Gauntlet Gallery
What is KAWS’s piece called “Frute Brute (Black)”?
Summary
Frute Brute (Black) is part of KAWS's Cereal Monsters series, reinterpreting the General Mills fruit-flavored werewolf mascot through his pop-art treatment. The mascot is recast with KAWS's crossed-out 'XX' eyes and rendered in his flat, hard-edged graphic style, transforming a nostalgic cereal advertising icon into contemporary editioned art. The Black colorway delivers a high-contrast, near-monochrome rendering emphasizing line and silhouette. As an accessible screenprint-feel edition, it carries the consumerism critique and cartoon-appropriation strategy central to KAWS's practice while occupying a comparatively attainable price tier alongside the other Monster cereal characters.
Why It Matters
Frute Brute (Black) matters as part of KAWS's systematic appropriation of consumer-culture mascots, a method he has practiced since reworking advertisements in his graffiti era. The Monster cereal characters epitomize mid-century advertising's use of friendly cartoon faces to sell mass-produced product, the precise imagery KAWS recontextualizes by branding it with his own iconography. Crossing out the mascot's eyes both celebrates and critiques the nostalgia and commercialism it embodies, giving the work conceptual depth beneath its playful surface. The Cereal Monsters group offers collectors an affordable gateway into KAWS's Pop-art lineage from Warhol and Lichtenstein, without the cost of his flagship Companion works. The Black variant's graphic contrast and the set's completist appeal, spanning Count Chocula, Franken Berry, and Boo Berry, sustain steady demand among buyers assembling the full grouping. As the werewolf entry, Frute Brute completes the quartet and exemplifies how KAWS applies a consistent visual signature across recognizable icons to build coherent, collectible series.
Collector Perspective
Frute Brute (Black) appeals to collectors who enjoy KAWS's appropriation works and cereal-mascot nostalgia, as well as newcomers seeking an accessible entry point. Its bold near-monochrome graphic reads strongly on a wall and pairs naturally with Count Chocula, Franken Berry, and Boo Berry to form a coordinated quartet. Within a collection it represents the consumerism-and-advertising strand of KAWS's practice and is often the piece completists need to round out the Monster cereal set. Buyers should confirm edition size and authenticity through reputable channels and prioritize pristine condition, since these graphic prints are valued in part on crisp presentation.
Historical Context
Frute Brute (Black) continues KAWS's career-long appropriation of commercial cartoon characters, rooted in his subway and graffiti origins of reworking existing advertising. Targeting the General Mills Monster cereal mascots situates the work within his consumerism-and-advertising lineage, descending from Pop art's engagement with branding and mass media. Though modest in scale relative to his monumental sculptures, it runs on the same conceptual engine that drives his broader practice. As part of the Cereal Monsters set, it shows how KAWS extends his visual signature across familiar cultural icons to assemble coherent, collectible thematic groupings.
FAQ
What is Frute Brute (Black)?
It is part of KAWS's Cereal Monsters series, reworking the General Mills Frute Brute werewolf mascot in his flat graphic style with crossed-out eyes, in a high-contrast black colorway.
Does it complete a set?
Yes. Along with Count Chocula, Franken Berry, and Boo Berry, it forms the four-character Monster cereal grouping that collectors often assemble together.
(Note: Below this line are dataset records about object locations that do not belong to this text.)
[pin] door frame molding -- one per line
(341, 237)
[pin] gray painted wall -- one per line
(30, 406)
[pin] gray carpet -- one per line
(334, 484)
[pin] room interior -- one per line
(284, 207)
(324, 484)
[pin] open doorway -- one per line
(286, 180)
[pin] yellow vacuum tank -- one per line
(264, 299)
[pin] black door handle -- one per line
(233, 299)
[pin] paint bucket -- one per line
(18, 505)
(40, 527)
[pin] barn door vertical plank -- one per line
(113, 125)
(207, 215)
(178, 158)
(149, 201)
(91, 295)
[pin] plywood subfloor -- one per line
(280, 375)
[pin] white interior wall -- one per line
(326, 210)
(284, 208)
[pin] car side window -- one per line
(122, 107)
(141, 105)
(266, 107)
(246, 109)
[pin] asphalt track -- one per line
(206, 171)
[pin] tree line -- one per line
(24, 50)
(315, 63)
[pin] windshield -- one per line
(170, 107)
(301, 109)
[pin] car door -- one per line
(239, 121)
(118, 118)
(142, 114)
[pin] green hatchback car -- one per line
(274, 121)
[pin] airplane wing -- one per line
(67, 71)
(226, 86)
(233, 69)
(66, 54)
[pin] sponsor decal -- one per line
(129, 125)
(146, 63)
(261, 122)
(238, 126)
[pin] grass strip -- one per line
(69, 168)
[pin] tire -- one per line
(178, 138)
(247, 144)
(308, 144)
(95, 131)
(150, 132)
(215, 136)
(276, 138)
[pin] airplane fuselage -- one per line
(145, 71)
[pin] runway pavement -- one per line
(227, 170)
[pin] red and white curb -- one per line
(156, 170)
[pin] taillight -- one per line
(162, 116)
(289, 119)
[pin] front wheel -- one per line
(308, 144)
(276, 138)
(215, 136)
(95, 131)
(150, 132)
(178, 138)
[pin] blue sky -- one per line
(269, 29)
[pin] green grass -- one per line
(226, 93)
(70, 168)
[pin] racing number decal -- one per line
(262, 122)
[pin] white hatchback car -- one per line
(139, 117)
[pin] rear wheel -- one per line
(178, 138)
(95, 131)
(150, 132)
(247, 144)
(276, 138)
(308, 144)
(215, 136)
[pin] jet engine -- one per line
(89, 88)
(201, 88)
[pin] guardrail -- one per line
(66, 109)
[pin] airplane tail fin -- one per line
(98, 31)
Is it an original or an edition?
These are produced as editioned prints rather than unique works. Specific edition size and authenticity should be verified through reputable resale records.
About the Artist

KAWS is the working name of Brian Donnelly (b. 1974, Jersey City). He began in the 1990s subverting bus-shelter and phone-booth advertisements, then built a singular visual language around the Companion — a Mickey-Mouse-descended figure with crossed-out X eyes — alongside Chum, BFF, Accomplice and a cast of appropriated cartoon characters. His practice spans paintings, screenprints, vinyl and bronze sculpture, and the monumental KAWS:Holiday installations shown in cities worldwide. His work is held by the Brooklyn Museum, the Modern Art Museum of Fort Worth, and major private collections, and he is among the most collected artists of his generation.